P(no 6 in a single roll) = 5/6
P(no 6 in 3 rolls) = (5/6)³ = 125/216
P(at least one 6) = 1 − 125/216 = 91/216
Example 5: Mixed Problem
From a well-shuffled deck, 3 cards are drawn. What is the probability that all 3 are face cards?
Face cards = 12
P = 12C3 / 52C3 = 220 / 22100 = 1/100.45…
Let’s compute exactly: 12C3 = (12 × 11 × 10)/6 = 220. 52C3 = (52 × 51 × 50)/6 = 22100.
P = 220/22100 = 22/2210 = 11/1105
The Birthday Problem (Fun Bonus)
This is a famous probability puzzle: In a group of 23 people, there’s a greater than 50% chance that two people share a birthday. Sounds wild, right?
Here’s the logic: P(all different birthdays) = 365/365 × 364/365 × 363/365 × … × 343/365
For 23 people, this product works out to about 0.493, so P(at least one shared birthday) = 1 − 0.493 ≈ 0.507 or 50.7%.
At 50 people, the probability jumps to about 97%. Our intuition is terrible at this — which is exactly why probability is so important to study!
Common Exam Variations
- Two dice sum problems — P(sum = k), P(sum > k), P(sum is prime)
- Card drawing — with specific suit/rank constraints, with or without replacement
- Coin sequences — P(exactly r heads in n tosses), P(at least r heads)

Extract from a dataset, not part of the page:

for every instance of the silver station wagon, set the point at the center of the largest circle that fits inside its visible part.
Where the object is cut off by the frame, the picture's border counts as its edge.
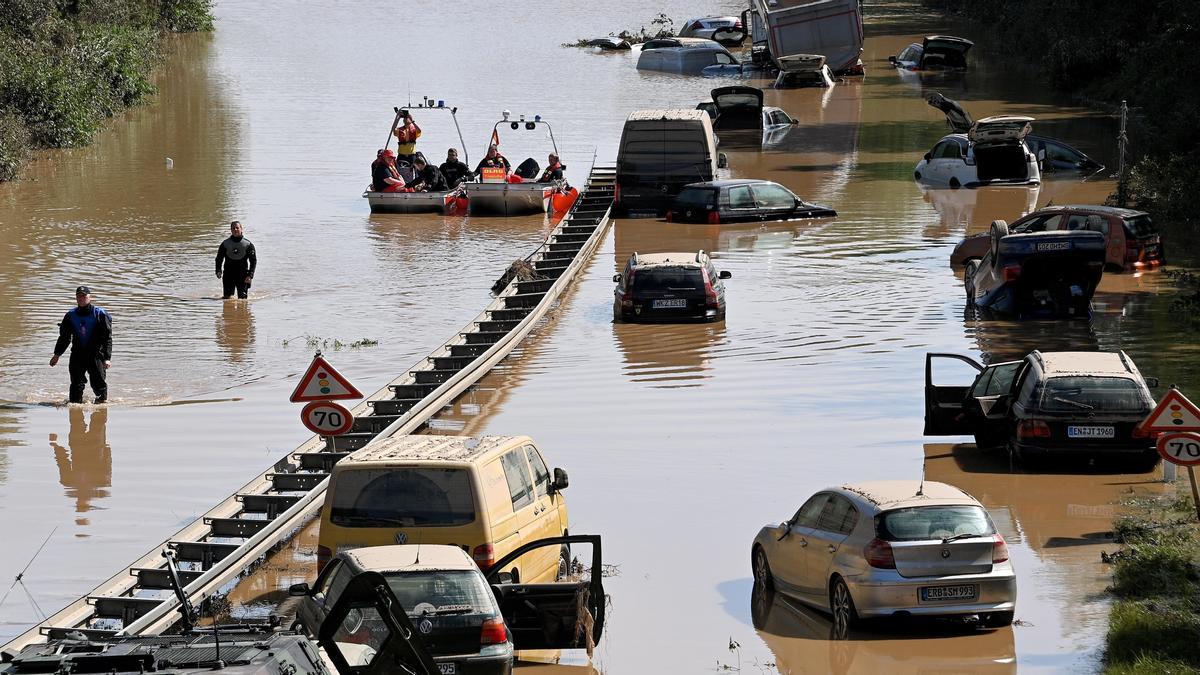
(891, 548)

- Bag problems — balls of different colors, drawing with/without replacement
- Conditional dice — “given that the sum is even, find P(both are same)“
Practice Problems
Q1: Two dice are rolled. Find the probability that the product of the numbers is 12.
Q2: 5 coins are tossed simultaneously. Find P(at least 4 heads).
Q3: From a deck of 52 cards, two cards are drawn without replacement. Find the probability that one is a spade and the other is a heart.
Answers
A1: Pairs giving product 12: (2,6), (3,4), (4,3), (6,2) → 4 favorable outcomes. P = 4/36 = 1/9.
A2: P(at least 4 heads) = P(4 heads) + P(5 heads) = 5C4/2⁵ + 5C5/2⁵ = 5/32 + 1/32 = 6/32 = 3/16.
A3: Ways to pick 1 spade and 1 heart = 13C1 × 13C1 = 169. Total ways = 52C2 = 1326. P = 169/1326 = 13/102.